Actually, the output frames are so varied I could not get reasonable results even with area-based normalization.

Mar 21 '23 18:03 vitacon

My guess is that the depth scale is somewhat arbitrary by the nature of the problem. To keep it consistent, data from multiple frames should be used. Like evaluating the network on current image and last image depth map oder some latent state of the last image(s).

Other projects either graft some magic around that using optical flow for camera pose estimation, or by re-training the network with temporal consistency rewards. But this means either retraining the network on actual evaluation of an individual movie, or having a network that just still works on single frames, only with better average consistency. Which may easily fail again of course.

Apr 10 '23 05:04 dronus

Also a secondary network could be trained to filter the final depth images, eg. last three depth images in, one normalized image out. Like temporal hyperresolution.
That could easily be trained on movies with depth ground truth data.

Apr 10 '23 05:04 dronus

Thanks for all the replies. If anyone has a suggestion for depth estimation/prediction networks that can be easily trained without supervision, that would be greatly appreciated.
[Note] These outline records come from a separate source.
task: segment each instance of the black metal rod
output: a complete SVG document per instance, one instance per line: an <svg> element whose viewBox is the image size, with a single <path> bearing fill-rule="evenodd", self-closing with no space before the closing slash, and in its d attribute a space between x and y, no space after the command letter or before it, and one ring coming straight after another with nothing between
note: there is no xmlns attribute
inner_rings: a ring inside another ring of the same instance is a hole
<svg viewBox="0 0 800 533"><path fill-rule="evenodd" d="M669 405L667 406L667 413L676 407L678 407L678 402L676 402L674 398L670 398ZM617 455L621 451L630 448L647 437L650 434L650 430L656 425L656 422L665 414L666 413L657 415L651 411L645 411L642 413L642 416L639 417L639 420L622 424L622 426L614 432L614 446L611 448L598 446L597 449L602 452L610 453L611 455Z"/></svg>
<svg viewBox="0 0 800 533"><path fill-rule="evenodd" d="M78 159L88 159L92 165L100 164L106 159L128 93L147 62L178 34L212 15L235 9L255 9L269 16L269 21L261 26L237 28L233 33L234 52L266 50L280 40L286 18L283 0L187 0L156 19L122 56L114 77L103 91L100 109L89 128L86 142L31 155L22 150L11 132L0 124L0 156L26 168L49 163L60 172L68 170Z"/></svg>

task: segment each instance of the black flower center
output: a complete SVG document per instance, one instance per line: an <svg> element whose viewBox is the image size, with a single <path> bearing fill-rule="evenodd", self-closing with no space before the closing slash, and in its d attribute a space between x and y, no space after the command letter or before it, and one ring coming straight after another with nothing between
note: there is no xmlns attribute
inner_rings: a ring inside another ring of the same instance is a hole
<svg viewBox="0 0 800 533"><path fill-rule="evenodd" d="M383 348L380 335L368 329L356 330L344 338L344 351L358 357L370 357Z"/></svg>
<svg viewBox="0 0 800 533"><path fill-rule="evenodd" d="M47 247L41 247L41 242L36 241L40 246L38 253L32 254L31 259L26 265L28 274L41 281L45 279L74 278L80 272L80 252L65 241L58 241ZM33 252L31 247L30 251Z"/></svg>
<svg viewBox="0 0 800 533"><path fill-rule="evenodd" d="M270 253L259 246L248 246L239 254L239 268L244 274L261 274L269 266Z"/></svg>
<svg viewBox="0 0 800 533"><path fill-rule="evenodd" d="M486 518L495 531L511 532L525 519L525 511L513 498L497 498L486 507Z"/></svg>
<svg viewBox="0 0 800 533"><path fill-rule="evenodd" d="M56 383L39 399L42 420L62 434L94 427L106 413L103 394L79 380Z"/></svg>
Apr 24 '23 09:04 ReiniertB

@ReiniertB We have developed a video depth estimation model ViTA based on MiDaS 3.0. Hope this can help you!

Sep 05 '23 08:09 KexianHust

@ReiniertB We have developed a video depth estimation model ViTA based on MiDaS 3.0.

I wonder why you stuck with MiDaS 3.0? What is wrong with 3.1 for you?

Sep 05 '23 10:09 vitacon

@ReiniertB We have developed a video depth estimation model ViTA based on MiDaS 3.0.

I wonder why you stuck with MiDaS 3.0? What is wrong with 3.1 for you?

Because our paper was submitted last year, at that time we can only use MiDaS 3.0. Of course, we would like to train a 3.1 version.

Sep 05 '23 11:09 KexianHust

Because our paper was submitted last year, at that time we can only use MiDaS 3.0.

I see. =) I got confused by this: [08/2023] Initial release of inference code and models.

Of course, we would like to train a 3.1 version.

"Would like" does mean you are planning doing it soon or is it more of a theoretical option? =}

Sep 05 '23 11:09 vitacon

Because our paper was submitted last year, at that time we can only use MiDaS 3.0.

I see. =) I got confused by this: [08/2023] Initial release of inference code and models.

Of course, we would like to train a 3.1 version.

"Would like" does mean you are planning doing it soon or is it more of a theoretical option? =}

I will release the 3.1 version once the models are trained.

Sep 05 '23 11:09 KexianHust

@ReiniertB @vitacon Our work Neural Video Depth Stabilizer (NVDS) is accepted by ICCV2023. NVDS can stabilize any single-image depth predictors in a plug-and-play manner without additional training and any extra effort. We have tried NVDS with MiDaS, DPT, MiDaS 3.1, and NewCRFs. The results are quite satisfactory. You can simply change the depth predictor to MiDaS 3.1 (only adjusting one line in our demo code) and our NVDS can produce significant improvement in temporal consistency.

Sep 19 '23 07:09 RaymondWang987

@KexianHust Hi, I'm really interested in your work. It seems like you haven't made your papers public. Could you share your paper link?

Mar 27 '24 08:03 CJCHEN1230